Publication year - 2017
Publication title -
journal of biophotonics
Language(s) - English
Resource type - Journals
SCImago Journal Rank - 0.877
H-Index - 66
eISSN - 1864-0648
pISSN - 1864-063X
DOI - 10.1002/jbio.201600021
Subject(s) - multispectral image , endoscopy , in vivo , hyperspectral imaging , medicine , computer vision , computer science , radiology , artificial intelligence , biology , microbiology and biotechnology
For in‐vivo diagnostics of cancer and pre‐cancer in the stomach, there is no endoscopic procedure offering both high sensitivity and high specificity. Our data suggest that multispectral or hyperspectral imaging may be helpful to solve this problem. It is successfully applied to the detection and analysis of easily reachable carcinomas, ex‐vivo samples of hollow organ mucosal carcinomas and also histological samples. An endoscopy system which allows flexible multispectral videoendoscopy for in‐vivo diagnostics has so far been unavailable. To overcome this problem, we modified a standard Olympus endoscopy system to conduct in‐vivo multispectral imaging of the upper GI tract. The pilot study is performed on 14 patients with adeno carcinomas in the stomach.

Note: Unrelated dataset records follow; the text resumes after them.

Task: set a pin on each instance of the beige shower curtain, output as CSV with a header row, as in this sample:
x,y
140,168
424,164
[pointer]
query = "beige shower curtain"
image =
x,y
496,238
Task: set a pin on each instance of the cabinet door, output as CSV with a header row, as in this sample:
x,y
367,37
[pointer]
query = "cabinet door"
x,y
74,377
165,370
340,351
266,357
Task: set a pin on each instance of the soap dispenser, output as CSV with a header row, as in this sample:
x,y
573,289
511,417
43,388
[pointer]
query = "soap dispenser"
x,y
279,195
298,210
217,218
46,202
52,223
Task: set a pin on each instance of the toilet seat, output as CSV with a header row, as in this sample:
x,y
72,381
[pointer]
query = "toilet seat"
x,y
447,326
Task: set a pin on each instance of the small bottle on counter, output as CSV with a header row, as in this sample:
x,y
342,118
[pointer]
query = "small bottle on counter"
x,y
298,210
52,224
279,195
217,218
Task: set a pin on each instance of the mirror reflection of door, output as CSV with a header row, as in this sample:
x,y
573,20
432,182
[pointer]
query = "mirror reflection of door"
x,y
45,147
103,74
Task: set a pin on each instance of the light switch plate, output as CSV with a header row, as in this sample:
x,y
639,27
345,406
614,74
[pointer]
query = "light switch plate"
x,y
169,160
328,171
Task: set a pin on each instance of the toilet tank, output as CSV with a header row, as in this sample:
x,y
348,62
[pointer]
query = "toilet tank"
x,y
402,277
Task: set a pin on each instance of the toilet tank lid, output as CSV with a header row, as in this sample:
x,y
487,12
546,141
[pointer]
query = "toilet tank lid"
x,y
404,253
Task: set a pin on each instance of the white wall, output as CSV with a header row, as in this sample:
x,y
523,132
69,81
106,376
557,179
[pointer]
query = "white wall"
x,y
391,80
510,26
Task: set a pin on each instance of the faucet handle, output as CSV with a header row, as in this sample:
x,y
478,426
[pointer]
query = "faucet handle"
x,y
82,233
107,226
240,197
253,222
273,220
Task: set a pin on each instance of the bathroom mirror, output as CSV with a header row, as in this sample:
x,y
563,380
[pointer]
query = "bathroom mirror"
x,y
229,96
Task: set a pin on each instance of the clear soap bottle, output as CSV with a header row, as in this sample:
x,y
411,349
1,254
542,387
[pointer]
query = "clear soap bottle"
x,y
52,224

For analysis, Support Vector Machine with linear and Gaussian Kernel, AdaBoost, RobustBoost and Random‐Forest‐walk are used and compared for the data classification with a leave‐one‐out strategy. The margin of the carcinoma for the training of the classifier is drawn by expert‐labeling. The cancer findings are cross‐checked by biopsies. We expect that the present study will help to improve the further development of hyperspectral endoscopy and to overcome some of the problems to be faced in this process.